Nunca tuvo ambición eclesiástica. Hubiera podido ser obispo con solo dejarse querer de las muchas personas de gran influencia política que le trataban con intimidad. Pero creyó siempre que, mejor que en el gobierno de una diócesis, cumpliría su misión sacerdotal utilizando en servicio de Dios la cualidad que este, en grado superior, le había dado, el don de gentes. ¡Prodigiosa, inaudita cualidad, cuyos efectos en multitud de casos se revelaban! No era solo la palabra, ya graciosa, ya elocuente, familiar o grave según los casos; era la figura, los ojos, el gesto, el alma flexible y escurridiza que se metía en el alma del amigo, del penitente, del hermano en Dios, y aun del enemigo empecatado. Podría creerse que tal cualidad serviría para lucir en el púlpito. Pues no señor. En su juventud había probado la oratoria sagrada con éxito dudoso. Predicador adocenado, pronto hubo de conocer que a ninguna parte iría por aquel camino. Su apostolado tenía por órgano la conversación, y el trato social era el campo inmenso donde debía ganar sus grandes batallas.

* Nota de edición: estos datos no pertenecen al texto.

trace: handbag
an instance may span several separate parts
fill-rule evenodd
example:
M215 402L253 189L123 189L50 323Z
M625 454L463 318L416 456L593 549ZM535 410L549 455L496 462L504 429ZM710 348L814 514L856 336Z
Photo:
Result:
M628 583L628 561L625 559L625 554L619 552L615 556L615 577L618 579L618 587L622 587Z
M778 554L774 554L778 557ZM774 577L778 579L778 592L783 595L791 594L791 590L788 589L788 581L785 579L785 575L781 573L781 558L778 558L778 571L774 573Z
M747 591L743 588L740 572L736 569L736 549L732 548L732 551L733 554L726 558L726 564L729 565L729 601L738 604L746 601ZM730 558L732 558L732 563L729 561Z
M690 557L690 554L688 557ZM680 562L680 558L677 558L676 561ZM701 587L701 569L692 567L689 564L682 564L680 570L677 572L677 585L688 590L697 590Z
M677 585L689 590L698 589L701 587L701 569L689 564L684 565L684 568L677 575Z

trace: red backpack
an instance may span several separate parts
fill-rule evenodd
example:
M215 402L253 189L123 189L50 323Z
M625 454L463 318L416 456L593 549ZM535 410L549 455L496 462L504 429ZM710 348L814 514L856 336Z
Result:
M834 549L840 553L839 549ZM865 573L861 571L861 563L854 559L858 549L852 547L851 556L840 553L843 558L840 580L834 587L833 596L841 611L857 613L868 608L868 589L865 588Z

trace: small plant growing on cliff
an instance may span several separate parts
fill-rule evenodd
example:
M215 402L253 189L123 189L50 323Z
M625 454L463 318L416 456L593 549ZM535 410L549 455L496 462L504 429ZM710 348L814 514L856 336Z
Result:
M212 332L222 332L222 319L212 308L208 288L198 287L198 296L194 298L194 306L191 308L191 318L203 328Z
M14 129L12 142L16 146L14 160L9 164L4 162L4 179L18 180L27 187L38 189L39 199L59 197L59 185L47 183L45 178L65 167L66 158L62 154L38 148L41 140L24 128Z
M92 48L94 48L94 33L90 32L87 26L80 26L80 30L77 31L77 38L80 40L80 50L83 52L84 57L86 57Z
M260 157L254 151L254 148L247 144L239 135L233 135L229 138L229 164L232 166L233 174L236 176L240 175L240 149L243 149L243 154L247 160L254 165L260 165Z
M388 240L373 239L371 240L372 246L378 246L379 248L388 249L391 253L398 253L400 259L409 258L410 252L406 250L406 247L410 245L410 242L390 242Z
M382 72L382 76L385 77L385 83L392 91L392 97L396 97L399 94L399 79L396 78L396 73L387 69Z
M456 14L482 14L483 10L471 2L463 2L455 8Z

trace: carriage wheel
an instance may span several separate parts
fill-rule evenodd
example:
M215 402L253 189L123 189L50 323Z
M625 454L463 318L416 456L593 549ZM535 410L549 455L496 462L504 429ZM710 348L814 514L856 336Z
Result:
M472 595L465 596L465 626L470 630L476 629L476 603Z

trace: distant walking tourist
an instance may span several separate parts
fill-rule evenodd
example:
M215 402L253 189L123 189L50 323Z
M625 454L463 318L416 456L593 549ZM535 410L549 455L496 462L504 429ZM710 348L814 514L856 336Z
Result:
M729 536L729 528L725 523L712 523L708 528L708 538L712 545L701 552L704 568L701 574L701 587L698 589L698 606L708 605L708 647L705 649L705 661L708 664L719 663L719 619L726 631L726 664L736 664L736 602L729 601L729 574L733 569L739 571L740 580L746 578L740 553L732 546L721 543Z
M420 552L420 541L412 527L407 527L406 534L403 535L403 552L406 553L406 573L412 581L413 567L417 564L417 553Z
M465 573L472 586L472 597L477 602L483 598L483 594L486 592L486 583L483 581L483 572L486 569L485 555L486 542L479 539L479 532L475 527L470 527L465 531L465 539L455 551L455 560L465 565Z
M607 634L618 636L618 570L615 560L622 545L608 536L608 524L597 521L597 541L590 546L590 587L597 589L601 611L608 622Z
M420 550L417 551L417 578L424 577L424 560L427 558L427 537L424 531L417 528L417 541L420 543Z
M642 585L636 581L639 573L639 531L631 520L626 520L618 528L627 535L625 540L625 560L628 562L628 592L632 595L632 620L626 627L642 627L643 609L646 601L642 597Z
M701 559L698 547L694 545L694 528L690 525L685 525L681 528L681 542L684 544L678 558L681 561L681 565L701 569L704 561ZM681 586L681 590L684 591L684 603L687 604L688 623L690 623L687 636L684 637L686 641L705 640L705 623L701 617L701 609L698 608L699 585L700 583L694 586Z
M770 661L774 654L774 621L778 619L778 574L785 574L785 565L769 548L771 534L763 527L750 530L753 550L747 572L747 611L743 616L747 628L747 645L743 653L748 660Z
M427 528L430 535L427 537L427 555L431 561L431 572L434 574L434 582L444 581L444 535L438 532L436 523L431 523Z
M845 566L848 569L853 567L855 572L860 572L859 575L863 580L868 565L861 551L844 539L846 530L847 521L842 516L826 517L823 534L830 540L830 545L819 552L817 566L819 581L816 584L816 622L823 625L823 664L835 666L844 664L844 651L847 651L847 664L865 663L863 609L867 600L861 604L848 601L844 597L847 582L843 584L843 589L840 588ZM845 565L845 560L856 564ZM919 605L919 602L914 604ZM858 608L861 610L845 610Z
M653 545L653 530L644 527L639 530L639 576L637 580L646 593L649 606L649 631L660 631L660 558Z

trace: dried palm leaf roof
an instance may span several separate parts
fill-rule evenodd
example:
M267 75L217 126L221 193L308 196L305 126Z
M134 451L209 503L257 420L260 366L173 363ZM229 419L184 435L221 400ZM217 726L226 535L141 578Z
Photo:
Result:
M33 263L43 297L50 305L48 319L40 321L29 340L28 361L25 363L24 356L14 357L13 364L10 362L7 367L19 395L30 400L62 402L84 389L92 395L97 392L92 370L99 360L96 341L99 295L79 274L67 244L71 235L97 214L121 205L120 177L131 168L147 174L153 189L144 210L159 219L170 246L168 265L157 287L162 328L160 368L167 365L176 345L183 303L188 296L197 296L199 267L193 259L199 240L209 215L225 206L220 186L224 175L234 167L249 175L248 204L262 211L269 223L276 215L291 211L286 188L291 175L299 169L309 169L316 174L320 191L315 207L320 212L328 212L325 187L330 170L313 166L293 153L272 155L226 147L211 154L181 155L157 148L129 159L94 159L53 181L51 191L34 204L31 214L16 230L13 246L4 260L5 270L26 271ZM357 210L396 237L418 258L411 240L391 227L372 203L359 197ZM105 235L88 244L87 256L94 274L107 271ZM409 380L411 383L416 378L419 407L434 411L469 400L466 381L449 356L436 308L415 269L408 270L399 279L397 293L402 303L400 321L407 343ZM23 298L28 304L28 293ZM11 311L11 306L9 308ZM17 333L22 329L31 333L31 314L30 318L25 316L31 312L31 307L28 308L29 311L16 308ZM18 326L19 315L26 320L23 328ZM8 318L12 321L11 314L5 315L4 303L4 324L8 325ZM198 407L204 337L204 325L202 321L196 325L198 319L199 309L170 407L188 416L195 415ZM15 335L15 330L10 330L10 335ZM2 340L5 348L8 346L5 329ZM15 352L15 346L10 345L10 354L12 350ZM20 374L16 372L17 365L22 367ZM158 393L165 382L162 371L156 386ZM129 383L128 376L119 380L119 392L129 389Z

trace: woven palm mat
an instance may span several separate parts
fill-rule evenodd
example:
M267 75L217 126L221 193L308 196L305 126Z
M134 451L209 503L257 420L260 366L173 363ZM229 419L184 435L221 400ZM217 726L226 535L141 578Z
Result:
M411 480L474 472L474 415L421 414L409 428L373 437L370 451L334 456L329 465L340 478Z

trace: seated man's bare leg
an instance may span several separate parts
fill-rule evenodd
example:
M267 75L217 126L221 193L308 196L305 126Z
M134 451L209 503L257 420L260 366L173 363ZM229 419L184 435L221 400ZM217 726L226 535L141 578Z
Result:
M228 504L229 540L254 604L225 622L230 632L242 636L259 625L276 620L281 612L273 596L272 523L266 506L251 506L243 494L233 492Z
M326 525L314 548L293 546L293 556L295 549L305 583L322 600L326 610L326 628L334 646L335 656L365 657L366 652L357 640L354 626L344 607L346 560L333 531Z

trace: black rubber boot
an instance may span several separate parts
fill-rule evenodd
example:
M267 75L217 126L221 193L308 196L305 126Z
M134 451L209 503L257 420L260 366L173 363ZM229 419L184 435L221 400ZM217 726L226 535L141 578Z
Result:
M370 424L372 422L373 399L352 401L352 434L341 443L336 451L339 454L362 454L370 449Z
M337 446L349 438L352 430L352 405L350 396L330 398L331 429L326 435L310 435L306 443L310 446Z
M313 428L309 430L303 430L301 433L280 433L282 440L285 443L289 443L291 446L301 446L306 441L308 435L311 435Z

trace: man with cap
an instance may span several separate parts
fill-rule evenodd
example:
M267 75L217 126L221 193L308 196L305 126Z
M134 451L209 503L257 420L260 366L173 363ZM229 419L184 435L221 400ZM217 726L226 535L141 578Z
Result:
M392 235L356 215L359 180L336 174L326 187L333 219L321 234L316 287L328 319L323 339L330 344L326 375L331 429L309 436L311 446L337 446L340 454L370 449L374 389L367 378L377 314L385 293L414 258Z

Vivía Flórez con independencia, de la renta de dos buenas fincas que heredó de sus padres en Piedrahita. No tenía, pues, que afanarse por la pícara olla, ni que volver los ojos, como otros infelices, al palacio episcopal, a las parroquias o al Ministerio de Gracia y Justicia. Dios le había hecho vitalicio el pan de cada día, poniéndole en condiciones de ejercer su ministerio con la eficacia que da... una alimentación perfecta. No le venía mal la independencia hasta para la conservación de su fácil ortodoxia, de su perfecta conformidad con el espíritu y la letra de cuanto enseña y practica la Santa Iglesia. Vestía con pulcritud y hasta con cierta elegancia dentro de la severidad del traje eclesiástico, sin que en ello hubiera ni asomos de afectación, pues en él el aseo y la compostura eran cosa tan natural como el habla correcta y la bondad de las acciones. Era elegante, por la misma razón porque cantan los pájaros y nadan los peces. Cada ser tiene su epidermis propia, producto combinado de la nutrición interior y del medio atmosférico. La ropa es como una segunda piel, en cuya composición y pátina tanta parte tiene lo de dentro como lo de fuera.

Importantísimo debía de ser lo que hablaron aquella tarde don Manuel y doña Catalina, porque la encerrona fue larga. Despidiose el buen sacerdote al fin, diciendo al coger su teja:

—Quedamos en eso..., ¿eh?

—Yo no diré nada, ni haré nada.

—Corriente, mi buena y santa amiga. Si algo le dicen a usted, desentiéndase. Si sobreviene algún disgustillo, écheme la culpa. No tiene más que decir: «cosas de don Manuel».

—Perfectamente. Si consigo lo que deseo, a usted lo deberé todo, y suya será la gloria.

—No, eso no: la gloria es de usted, quedamos en eso, en que la gloria es de usted. No soy más que el ejecutor o el auxiliar de una grande, de una excelsa idea. Adiós, adiós.